Tuesday, October 21, 2014

Jeff Johnson gets caught doing what too many get away with daily.

You run, you say you support policy that benefits the middle class. It is a cliche of Politics 101.

And of course the term "middle class" is an empty glass, needing to be filled.

There are those who must labor to live and keep a family intact, whether with or without government assistance at some point in their lives. There are those who can live by the income their capital earns.

That makes two classes - mandatory laborers, and the wealthy. So what's "middle" when there really are only two classes and one is made up of the 5% who own it all and annually haul in it all.

"Middle" in such a scenario are those who during a working life can manage to save sufficient sums to hope to be able to retire and not depend upon social security income in old age. You get it, but it is not the crucial link between survival and disintegration of life and comfort.

That is less a matter of income level at any point in time, than in habit and fortune over time.

So the Johnson "no clue" response is not as devastating as it might appear; EXCEPT for the politician will to always say "middle class" to mean us - you and me - cut better in society than "the lower class." If only two classes, and you are not in the upper 5%, Joe, you are in the lower class and "middle class" is largely a fiction that makes political decision making harder for voters than if honesty were more frequently used.

What Johnson did was to break ranks with the politician class, almost admitting "the middle class" is an election time fictional usage for the more fortunate of the laboring class, by his "no idea" remark.

Note how it is a politician, Brodkorb, who is most distressed in appearances, by Johnson's debate comment. The shibolith of "middle class" getting overdue consideration is not a bad thing.

Links: Brodkorb, here and here. The DFL's offensive negative soundbite ad/video on the Johnson commentary is online, here. A simple google, Jeff Johnson "no clue" will get hits.

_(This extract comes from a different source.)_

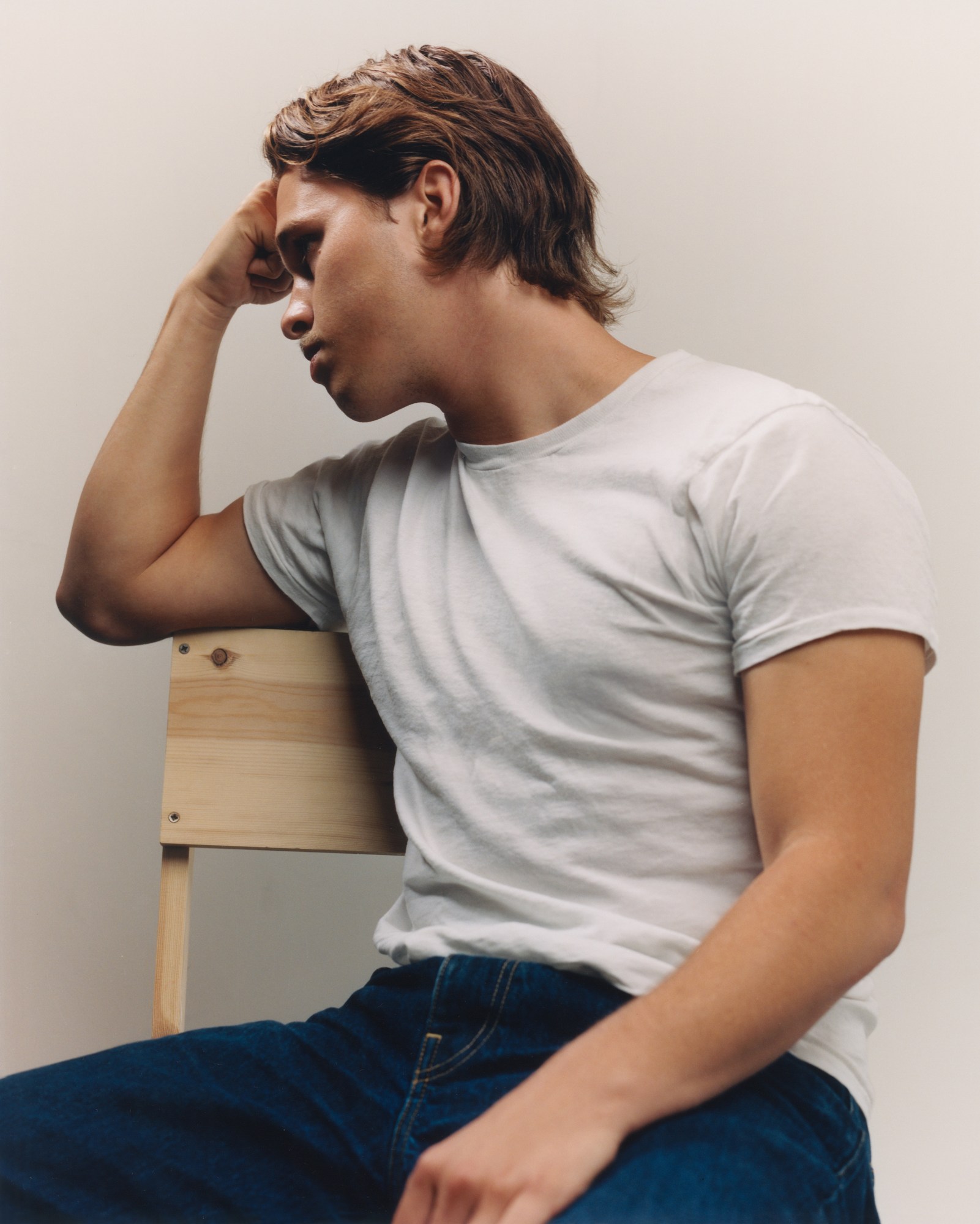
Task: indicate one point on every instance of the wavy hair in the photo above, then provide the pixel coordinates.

Brodkorb wrapped up one commentary,

The millionaire incumbent, who Johnson and his campaign staff have labeled as “unaware” and “incompetent”, correctly answered the question about the middle class in Minnesota. In his answer to one question, the 67-year-old governor, who graduated from Yale, showed he was better able to understand the middle class, than his 47-year-old challenger, who lives in a middle-class house in the suburbs.

Even if Johnson was not able to offer statistics (which he should have been able to do) about the middle class, he should have offered himself as an example of the middle class and explained why the Ivy League-educated, millionaire incumbent standing next him couldn’t possibly relate to the middle class. But he didn’t and Dayton showed why Johnson’s “unaware” and “incompetent” questions are aimed at the wrong candidate.

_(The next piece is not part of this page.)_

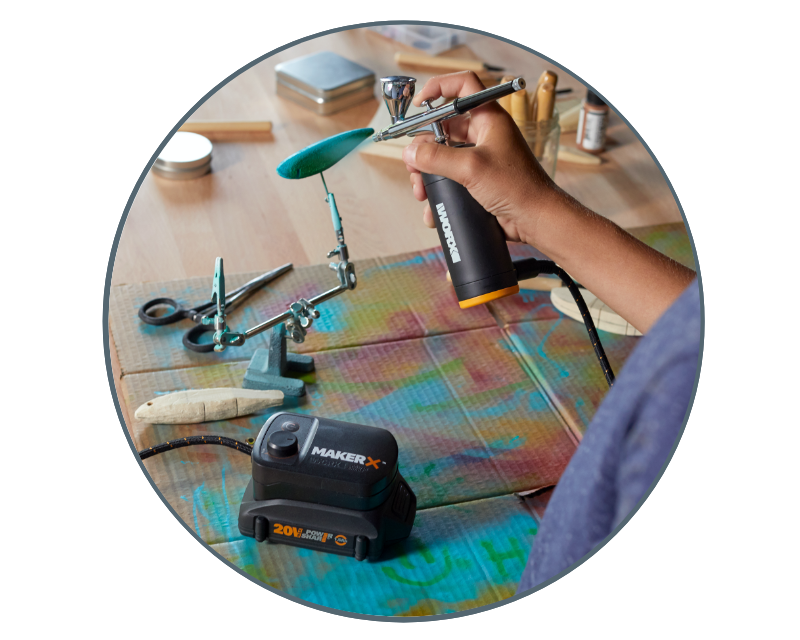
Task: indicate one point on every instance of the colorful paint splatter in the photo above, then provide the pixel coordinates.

Republicans should focus on the middle class beyond just the next 16 days, but they need to look for someone other than Johnson to be their messenger, as he removed himself today as a credible spokesman.

So while avoiding like a third rail, any concrete characterization of "the middle class" Brodkorb's homilies about "lives in a middle class home in the suburbs," define him better than they define Johnson. In a less of a dirge of a post, Brodkorb quote a Johnson campaign flak:

In a statement from the campaign, Johnson’s communications director Jeff Bakken said:

“Mark Dayton was born into wealth and has lived most of his life off a South Dakota trust fund. Jeff Johnson was born and raised in Detroit Lakes, his dad delivered bread to supermarkets for a living, and Jeff has earned every dollar he’s made.

If Mark Dayton and his attack machine want to get into a debate with Jeff Johnson over who better understands the middle class, bring it on.”

There is in there the tacit admission of the fictional nature of "middle class" rhetoric, daily labor as a survival necessity vs capacity to live off earning of capital being the distinction line between the laboring class and the privileged wealthy being the two things that matter being clear in the statement, etc.

Perhaps "middle class" is such a political cliche because it is used to mean poor folk who are not so demoralized by the way the deck is stacked against laborers, that they nonetheless vote while getting little to nothing back from the politics of lobbyist servicing at the expense of everybody else. Since they vote, it is de rigueur to pander to them for their vote when an election is near, and to screw them the remainder of the time and Brodkorb's hollowest but most telling sentence in it all, hence, is:

Republicans should focus on the middle class beyond just the next 16 days, but they need to look for someone other than Johnson to be their messenger, as he removed himself today as a credible spokesman.

The world of cliche thought underlying that single sentence paragraph is staggering.

And Republicans are simply worse at pandering around within the "middle class" lie set than the Democrats; who at least tell you, for instance, they will tax the rich. At least they give you that chance at a hope, while the Republicans pull tax the rich off the table as wholly Verboten. The Democrats in Minnesota last session gave a token tax goose to the rich; with the Republicans having given you Reagan tax cuts for the wealthy followed by Bush tax cuts for the wealthy, and the non-wealthy somehow can still be conned from time to time into voting for such rascals. As if they were the lesser rascals.

Any reader offering a definition of "middle class" in the context of "lower" and "upper" classes is welcome to include it in a comment. I doubt any reader can, or will, cogently define "middle class" but if we are to dump a big load on Jeff Johnson; have we a sensible definition to offer in doing so?